Many people will suffer from constipation at some time in their lives. In some people this may become a chronic and embarrassing condition associated with laxative dependency and prolonged toileting. Identification and constipation treatment of these patients can be life changing.
What is chronic constipation?
Constipation occurs when bowel movements become less frequent. This may be because the bowel activity is reduced (true constipation) or because the rectum simply cannot expel its contents (obstructive defecation or ODS). This is an important distinction as if treatment is to be effective it must be directed to the underlying cause.
What is ODS?
This is a form of constipation which affects many people (particularly women) and may result in their having to plan their lives around their bowel movements. Often it is part of a more generalised weakening of pelvic support structures. In addition to infrequent bowel opening and the need for laxatives, clues to poor evacuation include:
- Excessive straining
- A sensation of incomplete evacuation
- The need to apply pressure to the perineum or even to insert a finger in to either the front or back passage to expel the stool
What is ODS/ Chronic Constipation Treatment?
ODS or constipation treatment may involve:
- An interview with a consultant.
- A camera test of the bowel may be necessary as a check to see all is healthy
Thereafter most patients will respond to non-surgical measures such as dietary advice, specialist physiotherapy exercises and so on which would be tailored to the individual’s requirement.
What if the ODS doesn’t improve?
First line therapy for ODS is nearly always conservative. Many patients will respond to simple measures such as dietary change, exercise and weight reduction and possible laxatives. If these methods fail then specialised pelvic floor physiotherapy may be beneficial. In about a third of cases these methods fail to achieve the desired improvement and surgery may become an option. Careful anatomical assessment of the pelvic floor through clinical assessment and a special X ray called a defecating proctogram is required.
A procedure called Stapled Transanal Rectal Resection (STARR) is one form of surgery that might be appropriate. This is a surgical procedure using stapling devices carried out through the anus with no external scaring. It is used to correct a low symptomatic bulge between the rectum and vagina called a rectocele together with a slipping of the rectum in on its self known as intussusception. The operation can be conducted as either a day case or with one night in hospital. Careful selection and counselling is always essential to achieve optimal results in this operation.
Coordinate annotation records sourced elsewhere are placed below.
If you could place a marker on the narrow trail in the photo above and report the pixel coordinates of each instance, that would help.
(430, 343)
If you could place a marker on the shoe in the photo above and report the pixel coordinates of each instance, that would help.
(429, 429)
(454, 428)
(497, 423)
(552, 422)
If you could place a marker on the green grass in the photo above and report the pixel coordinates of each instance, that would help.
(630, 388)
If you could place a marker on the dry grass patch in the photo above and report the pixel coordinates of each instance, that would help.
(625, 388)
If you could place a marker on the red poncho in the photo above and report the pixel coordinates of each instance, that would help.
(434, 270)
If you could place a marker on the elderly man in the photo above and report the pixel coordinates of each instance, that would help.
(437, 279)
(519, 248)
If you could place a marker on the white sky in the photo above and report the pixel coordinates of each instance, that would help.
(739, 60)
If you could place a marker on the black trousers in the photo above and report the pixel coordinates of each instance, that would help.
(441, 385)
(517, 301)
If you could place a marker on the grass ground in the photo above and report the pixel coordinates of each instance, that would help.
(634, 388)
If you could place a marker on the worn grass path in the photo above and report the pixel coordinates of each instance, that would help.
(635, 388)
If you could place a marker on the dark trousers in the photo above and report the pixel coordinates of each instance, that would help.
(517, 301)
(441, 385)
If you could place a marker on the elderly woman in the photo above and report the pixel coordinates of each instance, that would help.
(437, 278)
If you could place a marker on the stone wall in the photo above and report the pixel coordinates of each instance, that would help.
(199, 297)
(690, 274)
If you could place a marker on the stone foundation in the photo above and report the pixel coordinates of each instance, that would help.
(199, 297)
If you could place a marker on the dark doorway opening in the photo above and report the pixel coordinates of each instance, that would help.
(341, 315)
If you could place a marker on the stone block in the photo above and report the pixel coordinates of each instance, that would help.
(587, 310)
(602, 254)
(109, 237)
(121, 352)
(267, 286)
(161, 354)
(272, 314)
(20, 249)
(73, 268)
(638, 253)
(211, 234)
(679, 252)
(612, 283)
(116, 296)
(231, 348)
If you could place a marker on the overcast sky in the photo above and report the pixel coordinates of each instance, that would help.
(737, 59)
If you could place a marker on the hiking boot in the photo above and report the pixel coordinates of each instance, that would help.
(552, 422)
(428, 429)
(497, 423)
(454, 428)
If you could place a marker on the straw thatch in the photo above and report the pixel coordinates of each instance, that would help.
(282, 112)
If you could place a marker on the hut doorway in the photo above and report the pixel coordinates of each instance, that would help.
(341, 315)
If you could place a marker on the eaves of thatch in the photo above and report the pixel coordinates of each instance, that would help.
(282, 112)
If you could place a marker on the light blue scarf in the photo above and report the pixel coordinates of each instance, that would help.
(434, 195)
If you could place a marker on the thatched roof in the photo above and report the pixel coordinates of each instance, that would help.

A procedure called Laparoscopic Ventral Mesh Rectopexy (Lap VMR) is a form of surgery when there is a more substantial weakness within the pelvic floor, the small bowel may flatten and push the rectum downward from above. This bulge is known as an enterocele. When the pelvic floor is very lax a combination of a deep enterocele and excessive Intussusception may result in the rectum being pushed out through the anal canal as a full thickness rectal prolapse. Symptomatic enteroceles and full thickness rectal prolapse need an operation from the abdomen to pull the pelvic floor structures back inside and in to correct alignment. The Lap VMR is a key hole operation that allows a piece of synthetic or biological material to be fixed between the rectum and vagina which is then lifted and anchored to a bone at the top of the pelvic inlet called the sacral promontory.
Patients are typically in hospital for one to three days with minimal recovery time after leaving hospital.